В основном это были кадры, которые, крепким спиртным отметив победу, подняли свой боевой дух и в заварушке получили по голове. Олег Иванович разглядывал рентгеновские снимки черепов, осматривал поступивших «бойцов», как он их называл, все время напевая: «Ах, зачем эта ночь…»
Я стоял рядом, когда он занимался «бойцом» Железняком, от которого знатно разило спиртным.
— Смотри, Александр, — указал Олег Иванович на ухо Железняка, залитое кровью, — барабанная перепонка пошла к чёрту. Это перелом средней черепной ямки — и без рентгена ясно. И ликворея имеется.
Я вопросительно взглянул на Олега Ивановича: «Ликворея? Нет, не помню, что за ликворея».
— Ликворея, если ты все еще не в курсе, это истечение спинномозговой жидкости («ликвор» по-латыни) из носа и уха. Это значит, коллега, что задета твердая мозговая оболочка.
— Точно! — воскликнул я, делая вид, что вспомнил.
Олег Иванович развлекался при осмотре «бойцов» тем, что угадывал, кто каким спиртным отмечал День Победы.
— Зубровка, что ли? А, боец? — допрашивал он Железняка.

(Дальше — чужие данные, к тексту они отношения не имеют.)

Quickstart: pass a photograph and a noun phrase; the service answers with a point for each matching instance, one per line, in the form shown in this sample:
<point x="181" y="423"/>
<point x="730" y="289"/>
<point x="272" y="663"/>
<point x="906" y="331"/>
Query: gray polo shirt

Железняк тупо смотрел на него затекшими кровью глазами и молчал.
— Не слышит. Оглох, однако, — сказал Олег Иванович и повел допрос в два раза громче: — Чем отмечали? Зубровку чую.
— Не, «самгори» пили, — еле ворочая языком, ответил Железняк.
— Меа кульпа, — сокрушенно сказал Олег Иванович и покосился на меня.
Это я знал. Латынь, латынь… Сколько же мы выучили наизусть латинских выражений! А это, как сказал наш латинист Константин Яковлевич, для врача самое главное! Он всерьез считал, что настоящие врачи и фельдшера при больных должны говорить по-латыни, особенно о своих ошибках, о своей вине. «Меа кульпа» — моя ошибка, в значении «моя вина» — это мы все хорошо помнили. Промокашка только запуталась и, отвечая, произнесла вместо «меа кульпа» «меа кульпеа», и мы, конечно, вдоволь нахохотались. Но потом и она зазубрила два этих слова.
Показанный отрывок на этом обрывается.